Yargıtay Kararı 6. Hukuk Dairesi 2013/5302 E. 2013/15984 K. 27.11.2013 T.

YARGITAY KARARI
DAİRE : 6. Hukuk Dairesi
ESAS NO : 2013/5302
KARAR NO : 2013/15984
KARAR TARİHİ : 27.11.2013

MAHKEMESİ :Asliye Hukuk Mahkemesi
DAVA TÜRÜ : Kira bedelinin uyarlaması

Mahalli mahkemesinden verilmiş bulunan yukarıda tarih ve numarası yazılı kira bedelinin uyarlaması davasına dair karar, davacı ve davalı tarafından süresi içinde temyiz edilmiş olmakla, dosyadaki bütün kağıtlar okunup gereği görüşülüp düşünüldü.
Dava,kiralayan tarafından açılan kira parasının uyarlanması istemidir. Mahkemece davanın kısmen kabulüne, dava tarihinden itibaren 1600 USD olan kira parasının 3000 USD karşılığı 4.388,70 TL olarak uyarlanmasına karar verilmiş, hüküm davacı ve davalı vekilleri tarafından ayrı ayrı temyiz edilmiştir.
Davacı 11.08.2009 tarihli dava dilekçesinde davalının 01.06.2005 başlangıç tarihli 5 yıl süreli kira sözleşmesi ile kiracısı olduğunu, kira sözleşmesinde kira parasının aylık 1600 USD olarak kararlaştırıldığını, kira sözleşmesinde artış hükmü bulunmadığını, mecurun kiralanmasından sonra enflasyon ve mal bedellerinin çok arttığını, ayrıca kiralananın İstanbul’un en revaçta olan yerinde olması nedeniyle emsallerine göre kira parasının düşük kaldığını belirterek kira parasının 01.06.2009 tarihinden itibaren 4.000 USD karşılığı 6.000,00 TL olarak ödenmesini istemiştir.
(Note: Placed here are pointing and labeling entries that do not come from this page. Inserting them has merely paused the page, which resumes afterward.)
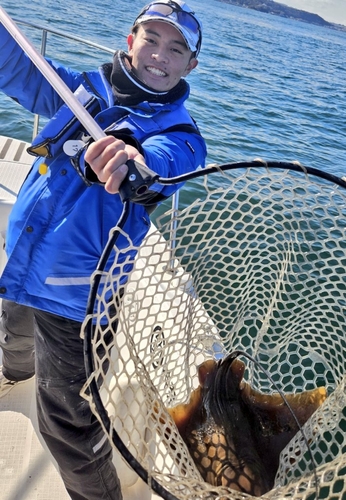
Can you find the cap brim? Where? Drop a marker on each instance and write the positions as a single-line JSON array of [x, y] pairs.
[[184, 33]]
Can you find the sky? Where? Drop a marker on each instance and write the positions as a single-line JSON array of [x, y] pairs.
[[333, 11]]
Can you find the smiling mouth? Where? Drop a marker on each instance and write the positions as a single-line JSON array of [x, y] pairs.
[[156, 71]]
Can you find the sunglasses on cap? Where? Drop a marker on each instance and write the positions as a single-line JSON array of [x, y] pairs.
[[184, 18]]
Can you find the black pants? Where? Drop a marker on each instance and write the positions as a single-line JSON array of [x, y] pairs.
[[72, 433]]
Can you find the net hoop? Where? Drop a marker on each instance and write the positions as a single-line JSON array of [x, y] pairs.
[[298, 189]]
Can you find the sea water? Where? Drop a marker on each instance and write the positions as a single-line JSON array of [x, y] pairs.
[[265, 86]]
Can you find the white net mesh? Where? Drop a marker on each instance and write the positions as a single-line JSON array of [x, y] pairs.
[[259, 265]]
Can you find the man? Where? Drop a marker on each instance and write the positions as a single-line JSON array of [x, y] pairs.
[[66, 207]]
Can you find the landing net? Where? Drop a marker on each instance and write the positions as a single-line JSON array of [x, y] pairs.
[[258, 264]]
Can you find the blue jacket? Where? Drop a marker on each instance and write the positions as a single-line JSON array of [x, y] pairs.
[[59, 225]]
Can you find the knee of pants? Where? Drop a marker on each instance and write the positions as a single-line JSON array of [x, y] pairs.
[[16, 327]]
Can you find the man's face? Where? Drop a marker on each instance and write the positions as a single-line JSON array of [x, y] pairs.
[[160, 56]]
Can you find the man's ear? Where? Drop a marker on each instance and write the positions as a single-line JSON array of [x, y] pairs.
[[192, 65]]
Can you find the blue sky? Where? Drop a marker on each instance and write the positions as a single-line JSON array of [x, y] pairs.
[[333, 11]]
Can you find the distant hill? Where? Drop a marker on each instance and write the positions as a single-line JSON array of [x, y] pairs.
[[279, 9]]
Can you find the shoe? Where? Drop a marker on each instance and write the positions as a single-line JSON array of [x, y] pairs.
[[6, 385]]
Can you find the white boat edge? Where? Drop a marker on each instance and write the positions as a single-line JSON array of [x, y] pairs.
[[27, 469]]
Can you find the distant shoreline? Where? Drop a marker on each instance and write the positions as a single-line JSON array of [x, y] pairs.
[[282, 10]]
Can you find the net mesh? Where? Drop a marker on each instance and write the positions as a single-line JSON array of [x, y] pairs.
[[258, 265]]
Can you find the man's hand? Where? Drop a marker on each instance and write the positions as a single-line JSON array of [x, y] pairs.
[[107, 157]]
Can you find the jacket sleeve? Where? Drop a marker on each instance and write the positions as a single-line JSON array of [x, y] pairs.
[[22, 81], [173, 154]]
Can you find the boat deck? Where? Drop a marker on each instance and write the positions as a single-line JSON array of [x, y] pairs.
[[27, 469]]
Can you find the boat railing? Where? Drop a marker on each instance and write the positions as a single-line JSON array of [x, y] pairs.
[[44, 42]]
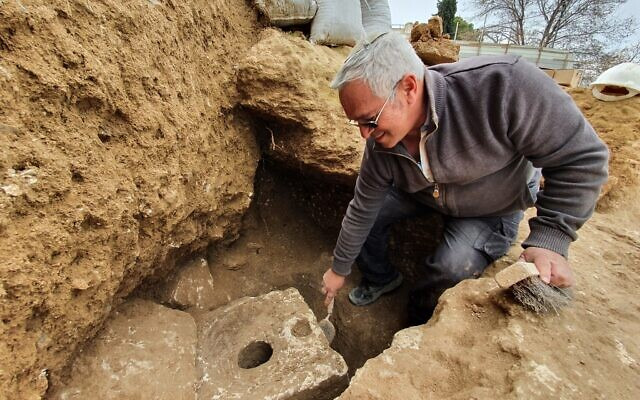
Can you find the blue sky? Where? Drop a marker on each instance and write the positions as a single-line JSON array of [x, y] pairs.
[[403, 11]]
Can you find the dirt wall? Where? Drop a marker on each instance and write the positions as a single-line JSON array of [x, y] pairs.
[[120, 151]]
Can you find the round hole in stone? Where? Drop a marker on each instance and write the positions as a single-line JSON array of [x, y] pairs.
[[301, 328], [254, 354]]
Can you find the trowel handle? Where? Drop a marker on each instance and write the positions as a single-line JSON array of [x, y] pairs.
[[330, 307]]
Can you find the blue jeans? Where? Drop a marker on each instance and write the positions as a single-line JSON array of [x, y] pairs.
[[468, 246]]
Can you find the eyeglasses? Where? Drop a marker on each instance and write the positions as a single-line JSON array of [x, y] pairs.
[[373, 124]]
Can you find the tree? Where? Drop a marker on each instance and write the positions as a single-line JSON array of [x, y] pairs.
[[466, 31], [447, 11], [590, 29]]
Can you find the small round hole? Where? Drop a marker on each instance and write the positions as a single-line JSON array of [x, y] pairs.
[[254, 354], [301, 328]]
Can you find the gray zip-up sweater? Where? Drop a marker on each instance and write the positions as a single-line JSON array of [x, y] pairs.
[[489, 120]]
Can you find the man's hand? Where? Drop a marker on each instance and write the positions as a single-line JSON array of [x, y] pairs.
[[331, 283], [554, 268]]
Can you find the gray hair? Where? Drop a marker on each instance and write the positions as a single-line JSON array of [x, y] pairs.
[[380, 62]]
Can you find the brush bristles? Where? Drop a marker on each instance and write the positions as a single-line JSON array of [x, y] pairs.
[[540, 297]]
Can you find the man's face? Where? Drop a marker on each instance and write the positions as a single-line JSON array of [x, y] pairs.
[[361, 105]]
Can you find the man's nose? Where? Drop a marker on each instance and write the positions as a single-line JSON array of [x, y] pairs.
[[365, 131]]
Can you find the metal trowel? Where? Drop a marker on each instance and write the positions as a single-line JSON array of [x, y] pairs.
[[327, 326]]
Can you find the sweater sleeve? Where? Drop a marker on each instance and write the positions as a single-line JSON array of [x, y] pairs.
[[371, 189], [547, 127]]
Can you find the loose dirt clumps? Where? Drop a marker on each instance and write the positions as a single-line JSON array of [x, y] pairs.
[[618, 124], [121, 153], [431, 45]]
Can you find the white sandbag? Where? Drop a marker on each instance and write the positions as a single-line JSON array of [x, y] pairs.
[[338, 22], [376, 16], [287, 12]]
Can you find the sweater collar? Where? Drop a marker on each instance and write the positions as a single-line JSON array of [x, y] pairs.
[[435, 93]]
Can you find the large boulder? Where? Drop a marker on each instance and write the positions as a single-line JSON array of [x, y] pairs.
[[285, 81], [120, 153], [144, 351], [480, 344]]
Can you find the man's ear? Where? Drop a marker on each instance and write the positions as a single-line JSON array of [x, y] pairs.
[[410, 86]]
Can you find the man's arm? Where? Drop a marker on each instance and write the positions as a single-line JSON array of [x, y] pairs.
[[547, 127], [371, 188]]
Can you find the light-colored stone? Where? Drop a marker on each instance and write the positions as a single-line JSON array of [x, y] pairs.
[[145, 351], [435, 26], [301, 366], [285, 81], [192, 286], [515, 273]]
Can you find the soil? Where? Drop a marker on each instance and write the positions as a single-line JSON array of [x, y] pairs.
[[123, 153]]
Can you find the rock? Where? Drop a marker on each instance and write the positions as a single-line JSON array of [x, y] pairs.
[[192, 286], [285, 80], [434, 52], [114, 159], [481, 344], [420, 32], [267, 347], [435, 26], [145, 351]]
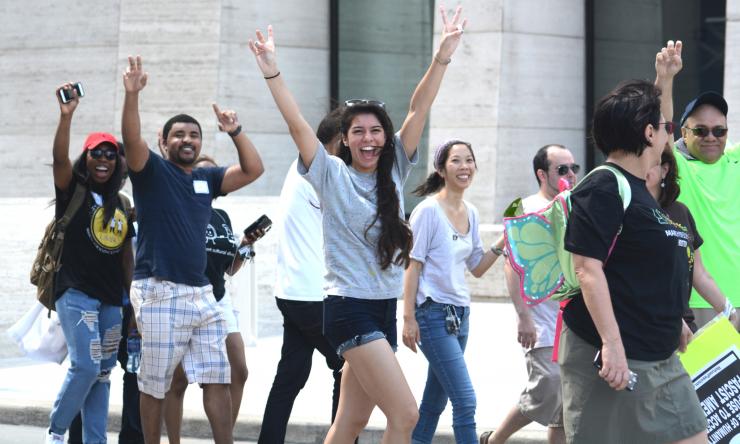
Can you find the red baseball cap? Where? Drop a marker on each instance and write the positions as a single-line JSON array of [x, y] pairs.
[[95, 139]]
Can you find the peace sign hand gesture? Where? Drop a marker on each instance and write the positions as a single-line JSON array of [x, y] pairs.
[[264, 52], [134, 79], [452, 31], [668, 61], [227, 120]]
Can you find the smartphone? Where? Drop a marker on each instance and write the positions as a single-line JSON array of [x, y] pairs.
[[67, 97], [633, 376], [262, 223]]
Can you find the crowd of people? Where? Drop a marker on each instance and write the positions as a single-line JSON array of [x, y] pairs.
[[346, 254]]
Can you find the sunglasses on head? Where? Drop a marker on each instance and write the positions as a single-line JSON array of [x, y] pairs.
[[353, 102], [97, 153], [563, 169], [703, 131], [669, 126]]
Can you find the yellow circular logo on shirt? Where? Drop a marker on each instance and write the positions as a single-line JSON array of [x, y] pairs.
[[111, 235]]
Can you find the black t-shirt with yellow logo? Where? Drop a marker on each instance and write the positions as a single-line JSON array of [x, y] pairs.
[[92, 260]]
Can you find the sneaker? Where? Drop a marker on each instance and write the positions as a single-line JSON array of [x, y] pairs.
[[53, 438]]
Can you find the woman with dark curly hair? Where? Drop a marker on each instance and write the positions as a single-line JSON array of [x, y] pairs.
[[366, 240], [97, 266]]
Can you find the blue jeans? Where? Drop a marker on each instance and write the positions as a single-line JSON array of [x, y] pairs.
[[92, 330], [448, 374]]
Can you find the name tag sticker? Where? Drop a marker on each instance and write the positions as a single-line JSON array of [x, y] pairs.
[[200, 187]]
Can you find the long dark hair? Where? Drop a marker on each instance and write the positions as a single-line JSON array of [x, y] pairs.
[[434, 181], [110, 188], [672, 189], [395, 234]]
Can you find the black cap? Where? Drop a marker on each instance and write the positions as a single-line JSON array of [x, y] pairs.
[[707, 98]]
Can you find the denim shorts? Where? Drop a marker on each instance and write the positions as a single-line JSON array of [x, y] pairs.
[[351, 322]]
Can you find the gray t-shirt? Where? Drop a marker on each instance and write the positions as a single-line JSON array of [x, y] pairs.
[[348, 205], [445, 253]]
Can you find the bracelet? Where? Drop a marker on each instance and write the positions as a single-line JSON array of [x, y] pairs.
[[438, 60], [235, 132]]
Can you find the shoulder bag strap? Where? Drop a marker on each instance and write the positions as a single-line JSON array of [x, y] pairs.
[[74, 204]]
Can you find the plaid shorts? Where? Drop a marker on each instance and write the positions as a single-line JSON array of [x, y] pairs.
[[179, 323]]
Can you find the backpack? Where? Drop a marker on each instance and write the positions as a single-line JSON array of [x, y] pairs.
[[535, 246], [48, 259]]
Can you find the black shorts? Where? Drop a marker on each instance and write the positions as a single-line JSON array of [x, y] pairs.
[[351, 322]]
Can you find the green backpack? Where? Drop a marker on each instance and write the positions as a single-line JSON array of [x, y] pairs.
[[48, 259], [535, 246]]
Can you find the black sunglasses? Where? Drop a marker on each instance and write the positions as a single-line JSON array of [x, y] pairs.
[[563, 169], [702, 131], [353, 102], [97, 153], [669, 126]]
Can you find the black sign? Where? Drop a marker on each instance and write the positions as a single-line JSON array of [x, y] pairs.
[[718, 387]]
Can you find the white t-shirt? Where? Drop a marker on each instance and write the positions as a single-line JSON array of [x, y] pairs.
[[300, 258], [545, 314], [445, 253]]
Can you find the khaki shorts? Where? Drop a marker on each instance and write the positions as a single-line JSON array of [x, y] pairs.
[[541, 400], [178, 322], [663, 407]]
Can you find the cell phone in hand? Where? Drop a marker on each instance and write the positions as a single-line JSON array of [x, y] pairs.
[[66, 96], [262, 223], [633, 376]]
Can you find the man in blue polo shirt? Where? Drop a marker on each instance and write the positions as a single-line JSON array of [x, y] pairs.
[[174, 304]]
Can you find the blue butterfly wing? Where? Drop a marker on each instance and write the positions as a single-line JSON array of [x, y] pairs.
[[533, 255]]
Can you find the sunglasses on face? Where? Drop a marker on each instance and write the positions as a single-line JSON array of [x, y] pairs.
[[702, 131], [97, 153], [353, 102], [669, 126], [563, 169]]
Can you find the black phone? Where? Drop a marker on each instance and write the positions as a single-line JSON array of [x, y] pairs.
[[65, 95], [262, 223], [633, 376]]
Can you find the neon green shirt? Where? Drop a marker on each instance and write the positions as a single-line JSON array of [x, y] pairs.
[[712, 193]]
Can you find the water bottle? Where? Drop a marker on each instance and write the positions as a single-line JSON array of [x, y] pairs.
[[133, 348]]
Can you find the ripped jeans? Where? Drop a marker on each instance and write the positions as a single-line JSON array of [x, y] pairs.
[[92, 330]]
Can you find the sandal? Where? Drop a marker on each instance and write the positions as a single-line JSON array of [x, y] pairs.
[[484, 437]]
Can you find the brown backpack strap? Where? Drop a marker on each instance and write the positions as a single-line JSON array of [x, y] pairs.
[[74, 204]]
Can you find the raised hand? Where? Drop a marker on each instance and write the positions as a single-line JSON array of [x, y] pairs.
[[264, 52], [134, 79], [452, 30], [69, 107], [668, 60], [227, 120]]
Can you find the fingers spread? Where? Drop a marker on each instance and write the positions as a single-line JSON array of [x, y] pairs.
[[443, 15]]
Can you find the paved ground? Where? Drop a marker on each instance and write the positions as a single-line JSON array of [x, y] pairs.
[[17, 434], [27, 389]]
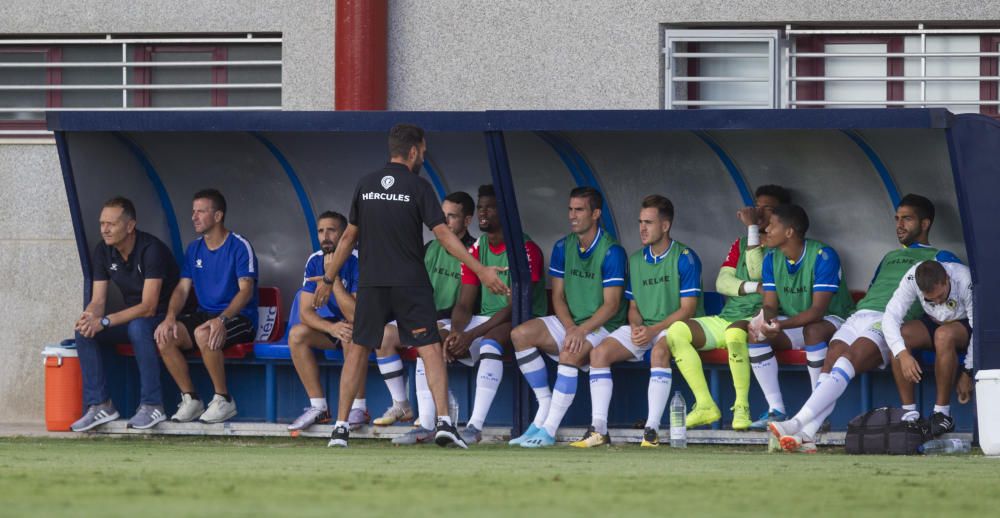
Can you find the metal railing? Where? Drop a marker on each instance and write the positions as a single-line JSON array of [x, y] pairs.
[[28, 108], [791, 79]]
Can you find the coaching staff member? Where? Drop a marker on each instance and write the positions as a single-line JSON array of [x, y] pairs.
[[386, 212]]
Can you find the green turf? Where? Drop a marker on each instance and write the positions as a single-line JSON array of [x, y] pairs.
[[297, 477]]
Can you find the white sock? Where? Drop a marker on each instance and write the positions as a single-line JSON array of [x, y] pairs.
[[562, 397], [601, 387], [533, 368], [487, 381], [394, 375], [765, 369], [425, 400], [827, 393], [815, 355], [658, 393]]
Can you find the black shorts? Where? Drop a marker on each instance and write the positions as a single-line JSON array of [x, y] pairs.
[[239, 329], [412, 307], [932, 326]]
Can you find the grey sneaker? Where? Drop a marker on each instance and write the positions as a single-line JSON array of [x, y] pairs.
[[188, 410], [95, 416], [309, 417], [471, 435], [219, 410], [147, 416], [358, 418], [416, 435]]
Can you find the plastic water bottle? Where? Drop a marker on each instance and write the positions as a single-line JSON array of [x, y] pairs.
[[678, 427], [452, 408], [944, 447]]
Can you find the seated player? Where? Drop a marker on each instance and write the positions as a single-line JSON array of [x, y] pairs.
[[588, 270], [315, 331], [803, 284], [944, 292], [739, 280], [487, 334], [859, 345], [445, 274], [664, 288], [144, 271], [221, 267]]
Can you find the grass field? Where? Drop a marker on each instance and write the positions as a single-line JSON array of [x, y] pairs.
[[300, 477]]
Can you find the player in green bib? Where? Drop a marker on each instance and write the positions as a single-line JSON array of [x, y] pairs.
[[445, 274], [805, 301], [484, 337], [588, 269], [859, 345], [739, 280], [664, 286]]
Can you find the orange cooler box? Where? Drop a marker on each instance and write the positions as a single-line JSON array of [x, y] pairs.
[[63, 387]]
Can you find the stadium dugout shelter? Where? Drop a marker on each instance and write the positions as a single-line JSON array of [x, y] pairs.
[[279, 170]]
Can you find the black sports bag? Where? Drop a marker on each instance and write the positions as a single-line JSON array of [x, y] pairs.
[[883, 432]]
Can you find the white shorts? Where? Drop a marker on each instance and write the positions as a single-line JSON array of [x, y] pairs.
[[558, 334], [865, 324], [623, 335], [474, 347], [798, 339]]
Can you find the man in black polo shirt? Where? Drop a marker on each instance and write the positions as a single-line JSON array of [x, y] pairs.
[[145, 273], [387, 210]]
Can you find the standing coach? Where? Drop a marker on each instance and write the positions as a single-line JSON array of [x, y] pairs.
[[387, 210]]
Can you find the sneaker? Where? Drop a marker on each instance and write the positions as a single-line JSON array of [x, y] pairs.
[[741, 417], [146, 417], [309, 417], [592, 439], [703, 415], [338, 438], [416, 435], [189, 409], [785, 428], [797, 443], [447, 436], [941, 424], [219, 410], [760, 424], [650, 438], [532, 430], [471, 435], [358, 418], [541, 439], [95, 416], [398, 412]]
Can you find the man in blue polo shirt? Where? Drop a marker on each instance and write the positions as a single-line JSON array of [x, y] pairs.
[[221, 267], [145, 273], [327, 327]]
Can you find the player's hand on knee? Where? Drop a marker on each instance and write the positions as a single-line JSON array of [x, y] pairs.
[[909, 366], [964, 387]]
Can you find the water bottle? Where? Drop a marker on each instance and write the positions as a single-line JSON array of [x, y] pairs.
[[452, 408], [944, 447], [678, 427]]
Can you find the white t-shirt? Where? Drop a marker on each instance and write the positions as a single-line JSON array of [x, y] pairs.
[[957, 307]]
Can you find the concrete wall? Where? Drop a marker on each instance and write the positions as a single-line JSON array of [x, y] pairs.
[[443, 55], [40, 278]]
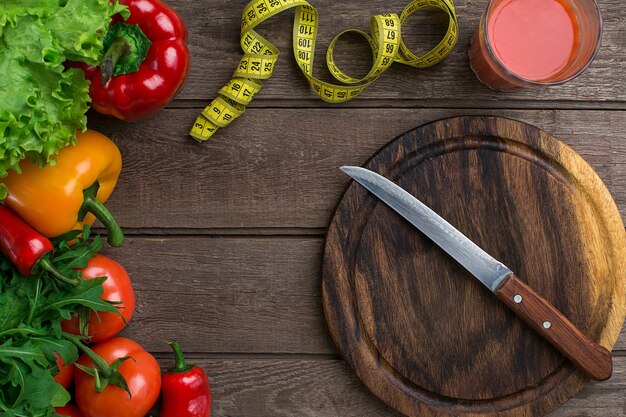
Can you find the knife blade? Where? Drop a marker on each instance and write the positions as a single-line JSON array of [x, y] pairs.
[[590, 357]]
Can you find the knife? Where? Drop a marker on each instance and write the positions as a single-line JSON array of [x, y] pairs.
[[594, 360]]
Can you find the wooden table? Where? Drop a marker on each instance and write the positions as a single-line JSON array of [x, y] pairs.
[[225, 239]]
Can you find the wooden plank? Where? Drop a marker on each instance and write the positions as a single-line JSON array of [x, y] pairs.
[[328, 388], [215, 51], [279, 167], [231, 294]]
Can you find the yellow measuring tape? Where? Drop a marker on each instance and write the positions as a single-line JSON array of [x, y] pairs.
[[260, 57]]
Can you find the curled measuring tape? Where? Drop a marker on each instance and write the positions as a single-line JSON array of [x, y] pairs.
[[260, 57]]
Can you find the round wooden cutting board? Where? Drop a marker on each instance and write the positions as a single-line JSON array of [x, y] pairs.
[[418, 329]]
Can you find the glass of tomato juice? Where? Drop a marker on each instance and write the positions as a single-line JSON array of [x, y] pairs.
[[534, 43]]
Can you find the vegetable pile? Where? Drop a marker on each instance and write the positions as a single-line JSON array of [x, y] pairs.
[[42, 103], [57, 296], [31, 312]]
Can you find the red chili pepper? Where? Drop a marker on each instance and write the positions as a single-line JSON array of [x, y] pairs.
[[185, 389], [24, 247], [145, 63]]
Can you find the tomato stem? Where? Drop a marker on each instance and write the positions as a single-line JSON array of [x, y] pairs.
[[46, 264]]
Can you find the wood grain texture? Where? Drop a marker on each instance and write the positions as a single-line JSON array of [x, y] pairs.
[[289, 176], [215, 52], [407, 317], [328, 388], [591, 358], [244, 305], [243, 295]]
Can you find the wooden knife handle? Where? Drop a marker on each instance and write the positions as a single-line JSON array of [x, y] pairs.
[[594, 360]]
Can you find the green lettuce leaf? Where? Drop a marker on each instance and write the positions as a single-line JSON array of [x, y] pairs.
[[43, 104]]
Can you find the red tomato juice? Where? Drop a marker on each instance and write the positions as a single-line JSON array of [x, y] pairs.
[[533, 39]]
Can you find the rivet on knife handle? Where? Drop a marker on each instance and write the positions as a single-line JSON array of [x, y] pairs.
[[594, 360]]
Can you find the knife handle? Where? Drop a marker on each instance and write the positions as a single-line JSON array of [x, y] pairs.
[[594, 360]]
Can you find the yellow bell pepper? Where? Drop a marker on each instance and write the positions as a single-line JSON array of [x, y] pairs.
[[58, 198]]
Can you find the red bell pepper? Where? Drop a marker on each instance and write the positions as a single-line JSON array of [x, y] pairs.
[[185, 389], [26, 248], [145, 62]]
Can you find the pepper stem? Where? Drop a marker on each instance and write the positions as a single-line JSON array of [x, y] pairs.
[[92, 205], [181, 365], [119, 47], [46, 264]]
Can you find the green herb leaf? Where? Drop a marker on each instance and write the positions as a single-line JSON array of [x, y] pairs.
[[31, 311]]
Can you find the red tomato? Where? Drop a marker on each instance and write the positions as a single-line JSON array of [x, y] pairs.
[[69, 410], [142, 375], [65, 374], [118, 288]]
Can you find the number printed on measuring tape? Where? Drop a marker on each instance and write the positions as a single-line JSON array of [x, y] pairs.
[[260, 56]]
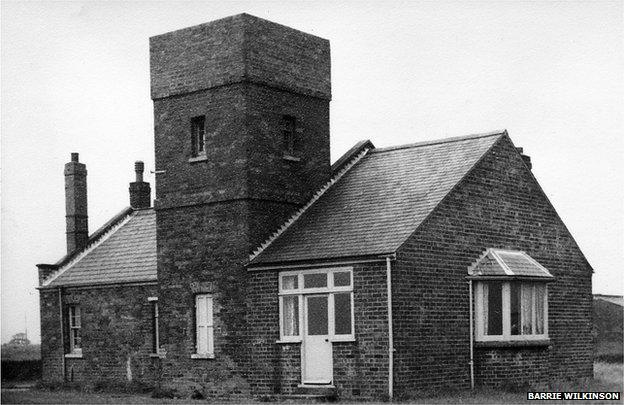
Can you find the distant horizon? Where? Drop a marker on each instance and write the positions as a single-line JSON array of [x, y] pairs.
[[75, 78]]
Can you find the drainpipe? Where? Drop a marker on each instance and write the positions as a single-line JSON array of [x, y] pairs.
[[471, 336], [390, 334], [62, 335]]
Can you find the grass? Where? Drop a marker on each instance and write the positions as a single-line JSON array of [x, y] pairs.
[[607, 377]]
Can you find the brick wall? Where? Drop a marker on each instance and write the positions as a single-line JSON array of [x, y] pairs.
[[497, 205], [116, 331], [360, 367], [243, 74], [513, 367], [239, 48]]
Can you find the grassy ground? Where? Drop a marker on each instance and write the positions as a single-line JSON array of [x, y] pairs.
[[608, 377]]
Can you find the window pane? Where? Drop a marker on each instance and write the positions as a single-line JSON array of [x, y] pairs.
[[515, 308], [540, 292], [202, 339], [76, 341], [290, 312], [493, 311], [342, 279], [342, 313], [317, 280], [290, 282], [154, 327], [317, 315], [527, 309]]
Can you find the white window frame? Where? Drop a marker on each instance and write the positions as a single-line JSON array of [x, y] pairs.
[[330, 290], [156, 332], [506, 312], [208, 325], [74, 313]]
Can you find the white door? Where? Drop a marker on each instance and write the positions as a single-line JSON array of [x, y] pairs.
[[317, 349]]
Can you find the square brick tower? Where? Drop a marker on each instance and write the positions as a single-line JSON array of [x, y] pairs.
[[241, 112]]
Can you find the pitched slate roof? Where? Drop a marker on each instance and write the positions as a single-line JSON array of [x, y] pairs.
[[507, 263], [123, 251], [378, 203]]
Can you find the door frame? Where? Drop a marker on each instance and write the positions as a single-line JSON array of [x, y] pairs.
[[330, 290], [304, 334]]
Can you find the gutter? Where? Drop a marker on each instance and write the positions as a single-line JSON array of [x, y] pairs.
[[390, 332], [61, 329]]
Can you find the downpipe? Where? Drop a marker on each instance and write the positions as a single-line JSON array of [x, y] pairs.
[[390, 332], [470, 295], [62, 334]]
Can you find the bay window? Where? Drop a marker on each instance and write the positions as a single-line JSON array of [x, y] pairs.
[[511, 310], [510, 296]]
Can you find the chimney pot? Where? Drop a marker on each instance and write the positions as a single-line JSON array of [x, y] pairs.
[[76, 217], [526, 159], [140, 191], [138, 169]]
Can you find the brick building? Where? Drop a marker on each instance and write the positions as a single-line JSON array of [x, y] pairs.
[[264, 269]]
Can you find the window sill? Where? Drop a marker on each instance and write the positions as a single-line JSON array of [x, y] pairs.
[[200, 158], [287, 341], [202, 356], [342, 339], [514, 343], [291, 158]]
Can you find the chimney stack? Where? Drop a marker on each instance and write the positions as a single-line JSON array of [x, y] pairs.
[[76, 218], [140, 190], [525, 158]]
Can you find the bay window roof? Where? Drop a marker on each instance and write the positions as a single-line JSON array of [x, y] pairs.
[[499, 263]]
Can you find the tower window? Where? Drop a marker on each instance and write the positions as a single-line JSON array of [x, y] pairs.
[[198, 132], [289, 134]]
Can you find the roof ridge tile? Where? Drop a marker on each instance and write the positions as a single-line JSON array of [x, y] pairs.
[[440, 141], [89, 248]]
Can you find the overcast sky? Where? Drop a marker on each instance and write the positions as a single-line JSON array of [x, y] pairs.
[[75, 78]]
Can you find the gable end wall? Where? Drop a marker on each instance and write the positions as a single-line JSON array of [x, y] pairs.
[[116, 335], [498, 204]]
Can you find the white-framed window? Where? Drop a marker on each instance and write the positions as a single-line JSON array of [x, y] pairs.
[[204, 326], [511, 310], [75, 325], [337, 283], [155, 327]]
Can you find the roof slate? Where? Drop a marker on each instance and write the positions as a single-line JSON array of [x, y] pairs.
[[126, 255], [379, 202]]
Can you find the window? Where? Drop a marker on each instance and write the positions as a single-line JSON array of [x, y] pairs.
[[514, 310], [75, 341], [155, 331], [332, 291], [204, 326], [289, 134], [198, 132]]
Davalı davanın reddini istemiştir. Mahkeme, taraflar arasındaki kira sözleşmenin 01.06.2005 başlangıç tarihli 5 yıl süreli olduğunu, kira parasının aylık 1.600 USD olduğunu, davanın kira süresi dolmadan önce 11.08.2009 tarihinde açıldığını, davaya konu mecurun dava açıldıktan sonra ve kira sözleşmesi sona erdikten sonra 02.05.2011 tarihinde tahliye edildiği ve 03.05.2011 tarihinde üçüncü şahsa 3.600,00 TL’ye kiraya verildiğini, ticari ve müşteri potansiyelinin devam ettiğini, yörenin ana ulaşım yollarına yakın konumda olup, her türlü belediye ve alt yapı tesislerinden istifade imkanına haiz olduğunu , taraflar arasındaki sözleşmede kira bedelinin ait olduğu döneme intibakını temin edecek endeks veya belirli oranda artırım ile aylık kira bedelinin belirlenmesini temin edecek koşul bulunmadığını, bunun sonucu akitte boşluk olduğunu ve bu intibak koşulu uyarınca mecurun ulaşabileceği aylık kira bedelinin belirlenmesi gerekeceğini, değişen hal- şartların ortaya çıkmasında davacının bir kusuru bulunmadığını, akdin kira bedelini belirleyen hükmünün temelden çöktüğünü ve uyarlama koşullarının gerçekleştiği sonucuna varıldığını, buna göre mecurun bulunduğu ana yapının yöredeki, konumu, m2 alanı, tahsis kullanım amacı, kiralama koşulları, rayiç aylık kira bedelleri, yörenin her türlü alt yapı ve belediye hizmetlerinden yararlanma özelliği birlikte değerlendirildiğinde 11.08.2009 tarihi itibarıyla aylık kira bedelinin taleple bağlılık ilkesi de gözetilerek 3.000 USD karşılığı 4.388,70 TL olarak uyarlanmasına karar verildiğini belirterek, davanın kısmen kabulüne karar vermiştir.
Taraflar arasında 01.06.2005 tarihli 5 yıl süreli kira sözleşmesine ilişkin uyuşmazlık bulunmamaktadır. Uyuşmazlık kira sözleşmesinde aylık 1.600,00 USD olarak kararlaştırılan kira parasının sözleşmede artış hükmünün bulunmaması ve kira parasının emsallerin altında kalması nedeniyle sözleşmenin kira parasına ilişkin hükmünün uyarlanması gerekip gerekmeyeceğine ilişkindir.
Hukukumuzda sözleşmeye bağlılık (Ahde Vefa-Pacta Sund Servanda) ve sözleşme serbestliği ilkeleri kabul edilmiştir. Bu ilkelere göre, sözleşme yapıldığı andaki gibi aynen uygulanmalıdır. Eş söyleyişle, sözleşme koşulları borçlu için sonradan ağırlaşmış, edimler dengesi sonradan çıkan olaylar nedeni ile değişmiş olsa bile, borçlu sözleşmedeki edimini aynen ifa etmelidir. Sözleşmeye bağlılık ilkesi, hukuki güvenlik, doğruluk, dürüstlük kuralının bir gereği olarak sözleşme hukukunun temel ilkesini oluşturmaktadır. Ancak bu ilke özel hukukun diğer ilkeleriyle sınırlandırılmıştır. Türk hukukunda da öteden beri MK.nun 2 ve 4. maddesinden de esinlenilerek, hem Clausula Rebus Sic Stantibus ilkesi, hem de İşlem Temelinin çökmesi kuramı uygulanmak suretiyle, uyarlanma davalarının görülebilir olduğu benimsenmiştir.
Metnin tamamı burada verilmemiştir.